7 Responses to “Toledo Museum of Art Announces Master Plan to Unify its Campus and Increase Accessibility, Sustainability and Greenspace”

  1. michael siffer says:

    The front of the museum is iconic. Anything that detracts from the tremendous columned entrance must not be tolerated. ADA provisions can be accomplished in subtle ways that leave the structure as it is.

    Want to get people to use the front door? Put your museum storage building on the parking lot and relocate the parking to the east and west, or build under ground parking with urban parks above

    I am hopeful that this will be a public process that engages the community and their wishes

  2. Lee Hakel says:

    Please preserve the classic look of the main building. What about a cross walk between the Pavilion and the main building, until future plans are developed?

  3. john kiely says:

    I am delighted to hear about these plans for our Museum and want to support your vision both at Museum Place and elsewhere on the campus and in the neighborhood. I would love to think about how to tie the Plaza Apartments closer to the Museum.

  4. Ken McFarlan says:

    It all sounds interesting and positive. Are there architects’ drawings of revised exteriors, interior renovations, and an overall aerial view? That all would be nice to see.

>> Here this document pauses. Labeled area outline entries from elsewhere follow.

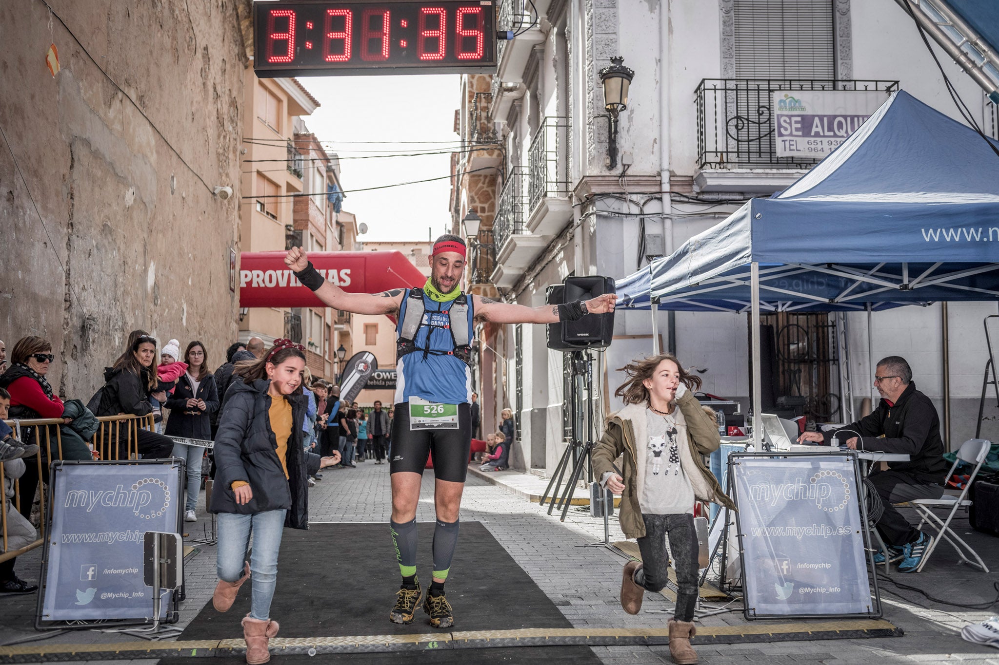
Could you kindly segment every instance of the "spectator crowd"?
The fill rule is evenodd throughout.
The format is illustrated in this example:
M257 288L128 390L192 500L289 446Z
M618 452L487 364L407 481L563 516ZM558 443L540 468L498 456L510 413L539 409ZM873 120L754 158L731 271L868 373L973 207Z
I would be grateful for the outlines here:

  5. Stephanie Elton says:

    Thank you for the feedback, Michael. The first phase of the Master Plan focuses on realigning and unifying many of the public interior spaces, building an art support building, and restoring the iconic 1912 columned entrance as the main entrance to the Museum. Engaging with the community through conversations and discussions is integral to the plan’s success and will be a key part through the different phases of the Master Plan.

  6. Stephanie Elton says:

    We appreciate the recommendation, Lee. Thank you for sharing. There are three components to the first phase of the Master Plan: realigning and unifying many of the public interior spaces, building an art support building, and restoring the iconic 1912 columned entrance as the main entrance to the Museum.

  7. Stephanie Elton says:

    Glad to hear you’re elated, John. It is an exciting time for the Museum, its neighbors, and the city of Toledo!